La Cúpula edita la obra integral del personaje creado en 1978 por Nazario, icono de la contracultura española

Viñeta del cómic 'Anarcoma', de Nazario
Viñeta del cómic 'Anarcoma', de Nazario

Entre Las once mil vergas, de Apollinaire; La máquina de follar, de Bukowski; el Diario del ladrón, de Genet; el Carvalho de Vázquez Montalbán y los renglones más torcidos de Chester Himes se movía y se mueve Anarcoma, el travesti-detective de Nazario. Una mala bestia con un poco de entrañable y un mucho de infernal. Van para 40 años ya de las aventuras en cómic de aquella criatura que vio la luz del día —pero sobre todo la de la noche— en las páginas de la revista Rambla, primero, y en las de El Víbora, después. Aquellos eran puros productos de la contracultura y el underground barcelonés (recuérdese que sus editores quisieron llamar a El Víbora, aquel “mensual solo para adultos” a 100 pesetas la unidad, Goma-3, y la autoridad competente, por lo que se ve absolutamente competente, lo prohibió).

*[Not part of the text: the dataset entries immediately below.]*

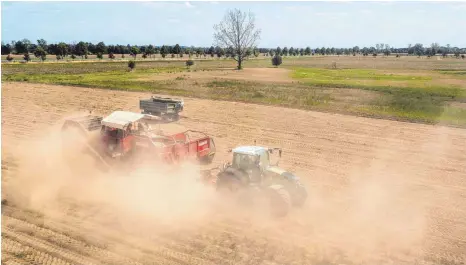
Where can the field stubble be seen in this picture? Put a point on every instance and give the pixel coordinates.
(380, 191)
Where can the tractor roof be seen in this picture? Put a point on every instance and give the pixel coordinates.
(119, 119)
(250, 150)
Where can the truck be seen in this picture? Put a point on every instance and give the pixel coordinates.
(165, 108)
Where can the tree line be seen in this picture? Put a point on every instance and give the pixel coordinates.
(82, 49)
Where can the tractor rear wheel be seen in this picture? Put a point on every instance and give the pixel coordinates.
(301, 195)
(280, 201)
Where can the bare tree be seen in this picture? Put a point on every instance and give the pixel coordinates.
(237, 30)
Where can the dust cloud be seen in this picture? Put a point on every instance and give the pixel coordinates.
(372, 217)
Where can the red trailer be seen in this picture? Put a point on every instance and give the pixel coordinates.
(128, 135)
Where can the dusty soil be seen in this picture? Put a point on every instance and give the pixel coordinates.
(280, 75)
(381, 192)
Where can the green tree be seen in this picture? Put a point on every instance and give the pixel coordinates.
(134, 51)
(307, 51)
(101, 48)
(211, 51)
(177, 49)
(26, 57)
(285, 51)
(276, 60)
(22, 46)
(237, 30)
(189, 63)
(62, 49)
(150, 50)
(6, 49)
(40, 53)
(131, 65)
(42, 43)
(278, 51)
(81, 49)
(164, 51)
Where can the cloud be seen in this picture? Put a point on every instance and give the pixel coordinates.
(173, 20)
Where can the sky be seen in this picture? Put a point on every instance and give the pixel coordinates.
(291, 24)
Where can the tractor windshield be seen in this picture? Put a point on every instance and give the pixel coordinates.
(244, 161)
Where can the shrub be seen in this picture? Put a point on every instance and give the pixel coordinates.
(189, 63)
(277, 60)
(131, 64)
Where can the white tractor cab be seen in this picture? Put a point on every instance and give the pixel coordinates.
(251, 167)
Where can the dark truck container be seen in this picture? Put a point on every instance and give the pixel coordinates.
(166, 108)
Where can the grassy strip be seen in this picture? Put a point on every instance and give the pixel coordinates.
(417, 99)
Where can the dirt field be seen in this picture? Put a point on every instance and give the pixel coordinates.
(381, 192)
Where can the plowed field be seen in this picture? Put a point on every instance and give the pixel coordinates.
(380, 192)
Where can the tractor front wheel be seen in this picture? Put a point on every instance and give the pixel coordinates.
(280, 201)
(227, 182)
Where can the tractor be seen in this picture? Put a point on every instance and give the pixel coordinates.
(126, 136)
(251, 173)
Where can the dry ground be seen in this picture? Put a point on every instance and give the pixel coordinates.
(381, 192)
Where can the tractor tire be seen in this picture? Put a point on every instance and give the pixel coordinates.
(205, 160)
(299, 198)
(280, 201)
(228, 182)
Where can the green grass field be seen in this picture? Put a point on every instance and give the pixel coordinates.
(410, 88)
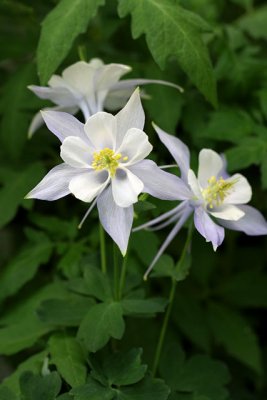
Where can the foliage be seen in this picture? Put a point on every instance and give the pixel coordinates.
(69, 331)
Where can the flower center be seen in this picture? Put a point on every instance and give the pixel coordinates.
(215, 193)
(107, 159)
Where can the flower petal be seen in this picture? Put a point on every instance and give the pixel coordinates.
(77, 153)
(63, 125)
(117, 221)
(126, 187)
(38, 120)
(252, 223)
(131, 116)
(101, 130)
(210, 164)
(61, 96)
(207, 228)
(87, 186)
(241, 191)
(135, 146)
(178, 150)
(228, 212)
(159, 183)
(194, 185)
(55, 184)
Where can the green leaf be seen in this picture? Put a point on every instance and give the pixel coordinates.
(93, 391)
(35, 387)
(97, 284)
(172, 31)
(16, 185)
(191, 319)
(59, 29)
(101, 322)
(245, 289)
(33, 364)
(255, 22)
(198, 377)
(124, 368)
(143, 306)
(57, 227)
(232, 331)
(204, 377)
(148, 389)
(24, 266)
(250, 152)
(64, 312)
(21, 335)
(17, 312)
(228, 124)
(7, 394)
(15, 119)
(67, 355)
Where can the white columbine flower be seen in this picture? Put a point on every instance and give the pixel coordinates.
(89, 87)
(104, 164)
(211, 194)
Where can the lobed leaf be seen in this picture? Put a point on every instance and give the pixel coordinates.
(172, 31)
(59, 29)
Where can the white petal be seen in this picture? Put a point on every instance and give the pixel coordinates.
(178, 150)
(241, 191)
(160, 184)
(131, 116)
(101, 129)
(38, 120)
(55, 184)
(63, 125)
(194, 185)
(77, 153)
(59, 95)
(88, 185)
(210, 164)
(228, 212)
(80, 76)
(117, 221)
(126, 187)
(135, 146)
(252, 223)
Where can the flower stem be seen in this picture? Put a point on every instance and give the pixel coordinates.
(123, 276)
(164, 328)
(171, 298)
(102, 249)
(116, 272)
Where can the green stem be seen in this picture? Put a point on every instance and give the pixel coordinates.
(102, 249)
(116, 272)
(82, 52)
(171, 298)
(164, 328)
(123, 276)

Para quien no haya revisado a tiempo la historia cultural de este país, subrayar que la movida madrileña aún no había echado el primer eructo cuando los Nazario, Ocaña, Max, Mariscal, Montesol, Barceló y otras especies ya se empezaban a aburrir de tanto transgredir. Pero esa es otra historia, incluso otra historieta.

En 1972, Nazario Luque (Castillejo del Campo, Sevilla, 1944) dejó su Morón de la Frontera, donde había ejercido de maestro nacional. Allí se había desvirgado en lo intelectual y en lo demás entre los acordes flamencos de Diego del Gastor, la psicodelia ácida de Janis Joplin y Jimi Hendrix y pandillas de beatniks americanos en busca de emociones fuertes a la sombra de la base militar de Morón. Se instaló en Barcelona y allí crearía, junto a Mariscal, Farry y Pepichek el grupo El Rrollo Enmascarado, que a la postre se haría carne en la revista homónima: era el germen del underground celtibérico. Recordemos: aún vivía Franco y aquellos bestias sacaban barbaridades en sus páginas, pollas y coños incluidos (podría decirse penes y vaginas, pero no es seguro que Nazario se reconozca en ese educado argot). Estallaba, en dibujos, textos, canciones y actitudes la Barcelona canalla en todo su esplendor. Allí nació, en 1978, Anarcoma. En 1981 se editaría el álbum Anarcoma 1 y, en 1983, Anarcoma 2.

Ahora su editorial de siempre, La Cúpula, en colaboración con el sello francés Misma, han lanzado lo que en tiempos de agotador buenismo y corrección política y de la otra parecía imposible: la edición definitiva de la obra cumbre de Nazario: Anarcoma. Obra gráfica completa, mientras en sucesivos homenajes a su autor en Barcelona y en Madrid se celebran por adelantado sus cuatro décadas de vida del travesti de las Ramblas. “Ya era hora”, explica Nazario, “hacía cuatro o cinco años que Anarcoma estaba agotada y la gente me la pedía, y los de La Cúpula me decían que es que estaban esperando para hacer una superedición, el no va más y tal… y bueno, pues ya está. Y me parece un momento perfecto, la reaparición de este personaje en plena reivindicación de la transexualidad me parece bastante válida. Bueno, es que Anarcoma fue como una premonición de los transexuales, en unos momentos en que la transexualidad no era lo que es hoy, desde luego”.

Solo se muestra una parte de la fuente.